Depuis vingt ans, combien de Parisiens ont ruiné leurs facultés, leur fortune, leur vie, dans cette fièvre d’attente !… Elle s’empara furieusement de Moronval. L’éducation des élèves, leur bien-être, furent désormais le moindre de ses soucis.

Aux réparations urgentes, il répondait : « Cela changera bientôt… » ou bien : « Nous n’en avons plus que pour deux mois… »

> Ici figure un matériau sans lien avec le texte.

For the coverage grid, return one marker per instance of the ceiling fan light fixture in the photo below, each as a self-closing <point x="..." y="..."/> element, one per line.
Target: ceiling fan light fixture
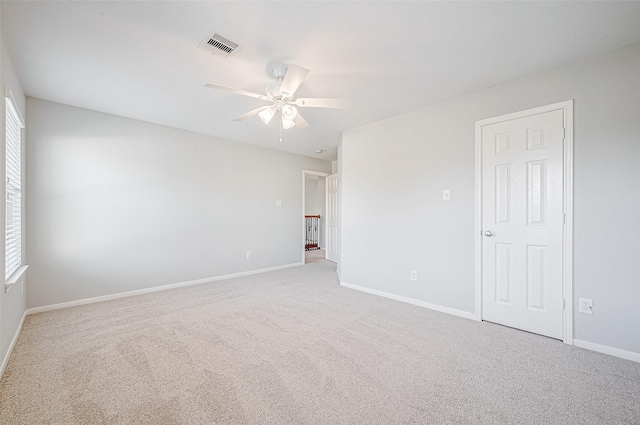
<point x="267" y="114"/>
<point x="287" y="123"/>
<point x="289" y="112"/>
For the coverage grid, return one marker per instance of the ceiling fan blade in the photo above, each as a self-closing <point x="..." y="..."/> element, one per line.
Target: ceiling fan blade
<point x="300" y="122"/>
<point x="293" y="78"/>
<point x="318" y="102"/>
<point x="236" y="91"/>
<point x="250" y="113"/>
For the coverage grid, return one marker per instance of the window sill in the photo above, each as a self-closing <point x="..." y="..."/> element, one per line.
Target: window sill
<point x="14" y="278"/>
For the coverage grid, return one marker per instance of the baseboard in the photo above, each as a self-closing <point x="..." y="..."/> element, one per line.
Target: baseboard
<point x="436" y="307"/>
<point x="5" y="361"/>
<point x="110" y="297"/>
<point x="616" y="352"/>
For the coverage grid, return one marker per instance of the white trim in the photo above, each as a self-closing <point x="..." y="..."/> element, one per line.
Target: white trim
<point x="605" y="349"/>
<point x="5" y="361"/>
<point x="109" y="297"/>
<point x="567" y="248"/>
<point x="304" y="205"/>
<point x="436" y="307"/>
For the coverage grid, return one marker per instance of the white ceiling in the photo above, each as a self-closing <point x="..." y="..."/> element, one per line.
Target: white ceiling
<point x="140" y="59"/>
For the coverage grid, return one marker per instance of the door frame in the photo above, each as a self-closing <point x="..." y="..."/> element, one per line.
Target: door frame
<point x="306" y="173"/>
<point x="567" y="233"/>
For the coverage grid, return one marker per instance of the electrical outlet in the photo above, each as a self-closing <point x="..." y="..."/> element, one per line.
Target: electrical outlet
<point x="585" y="305"/>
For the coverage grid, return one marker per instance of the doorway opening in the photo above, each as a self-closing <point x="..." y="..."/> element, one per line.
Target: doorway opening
<point x="314" y="206"/>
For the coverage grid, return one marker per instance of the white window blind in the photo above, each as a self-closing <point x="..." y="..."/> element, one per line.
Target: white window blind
<point x="13" y="228"/>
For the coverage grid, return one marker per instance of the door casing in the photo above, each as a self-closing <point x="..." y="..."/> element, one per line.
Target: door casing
<point x="306" y="173"/>
<point x="567" y="238"/>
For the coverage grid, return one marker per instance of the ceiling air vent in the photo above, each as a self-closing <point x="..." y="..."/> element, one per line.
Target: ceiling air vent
<point x="218" y="45"/>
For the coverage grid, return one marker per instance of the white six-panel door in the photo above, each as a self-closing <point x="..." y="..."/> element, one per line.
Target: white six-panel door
<point x="522" y="219"/>
<point x="332" y="218"/>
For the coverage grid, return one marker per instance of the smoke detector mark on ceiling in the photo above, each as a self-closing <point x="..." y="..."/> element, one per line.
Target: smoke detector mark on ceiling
<point x="219" y="45"/>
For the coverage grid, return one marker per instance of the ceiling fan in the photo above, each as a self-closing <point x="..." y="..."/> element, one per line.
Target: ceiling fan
<point x="281" y="96"/>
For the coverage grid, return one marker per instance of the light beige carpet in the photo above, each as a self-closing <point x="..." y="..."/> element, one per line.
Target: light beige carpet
<point x="293" y="347"/>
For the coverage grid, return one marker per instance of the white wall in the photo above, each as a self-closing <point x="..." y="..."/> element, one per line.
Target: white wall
<point x="12" y="304"/>
<point x="117" y="205"/>
<point x="393" y="173"/>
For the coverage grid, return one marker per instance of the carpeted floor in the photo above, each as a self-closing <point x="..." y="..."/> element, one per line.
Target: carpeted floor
<point x="293" y="347"/>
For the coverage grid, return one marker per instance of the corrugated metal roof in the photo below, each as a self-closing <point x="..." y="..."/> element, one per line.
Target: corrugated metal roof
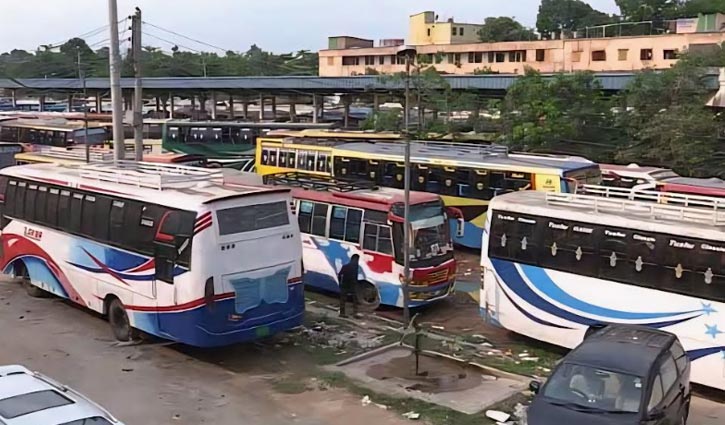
<point x="493" y="82"/>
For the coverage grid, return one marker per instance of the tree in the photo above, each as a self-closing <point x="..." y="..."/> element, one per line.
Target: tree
<point x="649" y="10"/>
<point x="556" y="16"/>
<point x="665" y="117"/>
<point x="504" y="28"/>
<point x="539" y="113"/>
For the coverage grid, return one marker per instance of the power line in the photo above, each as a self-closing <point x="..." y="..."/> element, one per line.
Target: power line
<point x="186" y="37"/>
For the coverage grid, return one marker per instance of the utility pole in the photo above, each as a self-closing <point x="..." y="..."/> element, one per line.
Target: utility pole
<point x="82" y="76"/>
<point x="408" y="52"/>
<point x="116" y="94"/>
<point x="138" y="91"/>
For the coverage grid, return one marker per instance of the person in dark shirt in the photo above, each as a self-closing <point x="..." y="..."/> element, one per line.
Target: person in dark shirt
<point x="347" y="278"/>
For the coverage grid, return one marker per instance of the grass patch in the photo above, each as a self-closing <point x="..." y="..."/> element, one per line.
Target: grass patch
<point x="429" y="413"/>
<point x="289" y="385"/>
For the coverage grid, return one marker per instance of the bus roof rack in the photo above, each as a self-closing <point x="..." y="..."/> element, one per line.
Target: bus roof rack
<point x="647" y="208"/>
<point x="647" y="194"/>
<point x="143" y="174"/>
<point x="321" y="183"/>
<point x="75" y="153"/>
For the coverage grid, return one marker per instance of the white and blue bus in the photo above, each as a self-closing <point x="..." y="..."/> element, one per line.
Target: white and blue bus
<point x="169" y="250"/>
<point x="557" y="265"/>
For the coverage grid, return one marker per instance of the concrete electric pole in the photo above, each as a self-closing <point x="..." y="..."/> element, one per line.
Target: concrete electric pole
<point x="138" y="91"/>
<point x="116" y="94"/>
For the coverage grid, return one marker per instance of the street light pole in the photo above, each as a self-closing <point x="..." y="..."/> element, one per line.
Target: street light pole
<point x="408" y="52"/>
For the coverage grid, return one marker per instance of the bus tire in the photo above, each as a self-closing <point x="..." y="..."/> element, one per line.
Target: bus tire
<point x="118" y="319"/>
<point x="368" y="296"/>
<point x="22" y="272"/>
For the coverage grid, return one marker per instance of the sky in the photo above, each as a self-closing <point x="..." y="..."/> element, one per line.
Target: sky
<point x="275" y="25"/>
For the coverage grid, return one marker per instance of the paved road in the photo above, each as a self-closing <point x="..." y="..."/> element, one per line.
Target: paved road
<point x="155" y="384"/>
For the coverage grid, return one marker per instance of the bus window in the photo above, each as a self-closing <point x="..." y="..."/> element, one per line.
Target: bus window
<point x="377" y="238"/>
<point x="345" y="224"/>
<point x="304" y="216"/>
<point x="481" y="187"/>
<point x="319" y="220"/>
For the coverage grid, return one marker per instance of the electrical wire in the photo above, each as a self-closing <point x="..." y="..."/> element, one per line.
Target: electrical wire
<point x="186" y="37"/>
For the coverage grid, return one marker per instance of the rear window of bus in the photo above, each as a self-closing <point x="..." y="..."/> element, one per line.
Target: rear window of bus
<point x="252" y="217"/>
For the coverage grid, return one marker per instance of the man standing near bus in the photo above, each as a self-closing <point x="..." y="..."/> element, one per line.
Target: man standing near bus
<point x="347" y="279"/>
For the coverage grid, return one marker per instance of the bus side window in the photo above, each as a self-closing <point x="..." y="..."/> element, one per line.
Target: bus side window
<point x="304" y="216"/>
<point x="319" y="220"/>
<point x="52" y="213"/>
<point x="41" y="205"/>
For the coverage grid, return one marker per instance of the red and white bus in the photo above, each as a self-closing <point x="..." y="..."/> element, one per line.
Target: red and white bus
<point x="339" y="219"/>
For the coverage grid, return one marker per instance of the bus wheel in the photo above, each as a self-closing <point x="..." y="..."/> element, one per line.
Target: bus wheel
<point x="368" y="296"/>
<point x="121" y="326"/>
<point x="30" y="289"/>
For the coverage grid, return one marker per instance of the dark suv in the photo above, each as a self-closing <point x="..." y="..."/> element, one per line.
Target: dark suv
<point x="621" y="374"/>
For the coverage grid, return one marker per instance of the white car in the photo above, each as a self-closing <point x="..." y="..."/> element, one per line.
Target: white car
<point x="30" y="398"/>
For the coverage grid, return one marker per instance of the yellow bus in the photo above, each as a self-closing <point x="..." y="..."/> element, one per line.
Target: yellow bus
<point x="467" y="176"/>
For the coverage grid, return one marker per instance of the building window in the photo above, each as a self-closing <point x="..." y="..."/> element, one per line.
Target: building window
<point x="599" y="55"/>
<point x="646" y="54"/>
<point x="670" y="54"/>
<point x="350" y="60"/>
<point x="517" y="56"/>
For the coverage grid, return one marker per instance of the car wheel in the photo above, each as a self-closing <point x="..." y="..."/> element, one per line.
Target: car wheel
<point x="118" y="318"/>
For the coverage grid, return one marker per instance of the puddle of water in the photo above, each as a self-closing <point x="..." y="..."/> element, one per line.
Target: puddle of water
<point x="435" y="375"/>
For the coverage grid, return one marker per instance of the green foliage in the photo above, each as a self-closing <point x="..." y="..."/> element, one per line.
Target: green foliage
<point x="539" y="112"/>
<point x="503" y="28"/>
<point x="63" y="62"/>
<point x="557" y="16"/>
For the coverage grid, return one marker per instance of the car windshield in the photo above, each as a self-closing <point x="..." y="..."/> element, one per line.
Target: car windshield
<point x="593" y="388"/>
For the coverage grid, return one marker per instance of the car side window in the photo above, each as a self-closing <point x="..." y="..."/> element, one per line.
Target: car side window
<point x="657" y="394"/>
<point x="680" y="356"/>
<point x="668" y="371"/>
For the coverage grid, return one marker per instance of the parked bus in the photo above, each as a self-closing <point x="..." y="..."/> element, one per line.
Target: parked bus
<point x="222" y="139"/>
<point x="556" y="266"/>
<point x="338" y="219"/>
<point x="77" y="156"/>
<point x="168" y="250"/>
<point x="633" y="175"/>
<point x="465" y="176"/>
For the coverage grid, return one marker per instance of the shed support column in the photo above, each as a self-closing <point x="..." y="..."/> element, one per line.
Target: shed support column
<point x="213" y="105"/>
<point x="293" y="111"/>
<point x="346" y="101"/>
<point x="261" y="107"/>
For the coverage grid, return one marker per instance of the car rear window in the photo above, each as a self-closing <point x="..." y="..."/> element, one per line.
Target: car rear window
<point x="96" y="420"/>
<point x="252" y="217"/>
<point x="23" y="404"/>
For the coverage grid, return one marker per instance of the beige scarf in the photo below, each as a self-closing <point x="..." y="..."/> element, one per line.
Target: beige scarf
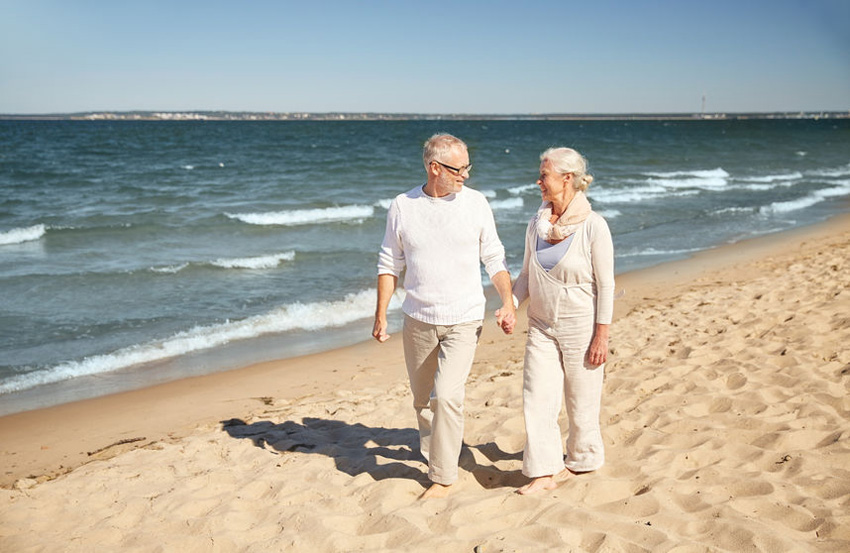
<point x="578" y="210"/>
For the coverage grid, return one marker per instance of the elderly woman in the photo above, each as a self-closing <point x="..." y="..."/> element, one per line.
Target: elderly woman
<point x="568" y="277"/>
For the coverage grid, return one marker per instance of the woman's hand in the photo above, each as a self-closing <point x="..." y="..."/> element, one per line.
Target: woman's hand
<point x="597" y="354"/>
<point x="506" y="318"/>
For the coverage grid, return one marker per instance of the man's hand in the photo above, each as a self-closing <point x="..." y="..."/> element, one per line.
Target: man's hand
<point x="379" y="332"/>
<point x="506" y="318"/>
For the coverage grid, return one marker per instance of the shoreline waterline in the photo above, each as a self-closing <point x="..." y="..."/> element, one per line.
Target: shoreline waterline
<point x="241" y="354"/>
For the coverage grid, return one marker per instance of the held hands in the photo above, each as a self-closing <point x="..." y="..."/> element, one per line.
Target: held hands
<point x="379" y="332"/>
<point x="506" y="318"/>
<point x="597" y="353"/>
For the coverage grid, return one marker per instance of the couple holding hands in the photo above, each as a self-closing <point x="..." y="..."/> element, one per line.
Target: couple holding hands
<point x="439" y="234"/>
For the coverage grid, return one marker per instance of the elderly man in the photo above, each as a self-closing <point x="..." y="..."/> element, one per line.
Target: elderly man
<point x="438" y="233"/>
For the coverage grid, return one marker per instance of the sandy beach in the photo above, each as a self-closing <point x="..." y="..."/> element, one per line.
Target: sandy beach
<point x="726" y="419"/>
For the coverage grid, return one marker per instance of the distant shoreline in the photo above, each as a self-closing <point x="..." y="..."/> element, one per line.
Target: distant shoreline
<point x="369" y="116"/>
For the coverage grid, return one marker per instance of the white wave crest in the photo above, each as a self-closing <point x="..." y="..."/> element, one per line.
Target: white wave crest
<point x="296" y="316"/>
<point x="654" y="252"/>
<point x="626" y="195"/>
<point x="726" y="210"/>
<point x="19" y="235"/>
<point x="171" y="269"/>
<point x="710" y="179"/>
<point x="306" y="216"/>
<point x="784" y="178"/>
<point x="807" y="201"/>
<point x="261" y="262"/>
<point x="842" y="171"/>
<point x="610" y="213"/>
<point x="510" y="203"/>
<point x="699" y="174"/>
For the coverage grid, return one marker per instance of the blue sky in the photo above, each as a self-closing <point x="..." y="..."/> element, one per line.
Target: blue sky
<point x="521" y="56"/>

Et c’étaient des projets fantastiques fondés sur la somme exorbitante de l’expropriation. Il devait continuer son affaire des « petits pays chauds » sur une plus vaste échelle, en faire une œuvre grandiose, civilisatrice et fructueuse.

En attendant, il délaissait son gymnase, s’épuisait en courses inutiles, et demandait chaque fois à son retour :

« Eh bien ?… est-on venu pour l’expopiation ?… »

Rien. Jamais rien.

Qu’est-ce qu’ils attendaient donc ?

Bientôt il comprit qu’on l’avait dupé ; et dans cette nature emportée et faible de créole indolent, le découragement dégénéra vite en lâcheté. Les élèves ne furent même plus surveillés. Pourvu qu’ils fussent couchés de bonne heure, de façon à user le moins possible de bois et d’éclairage, on ne leur en demandait pas plus.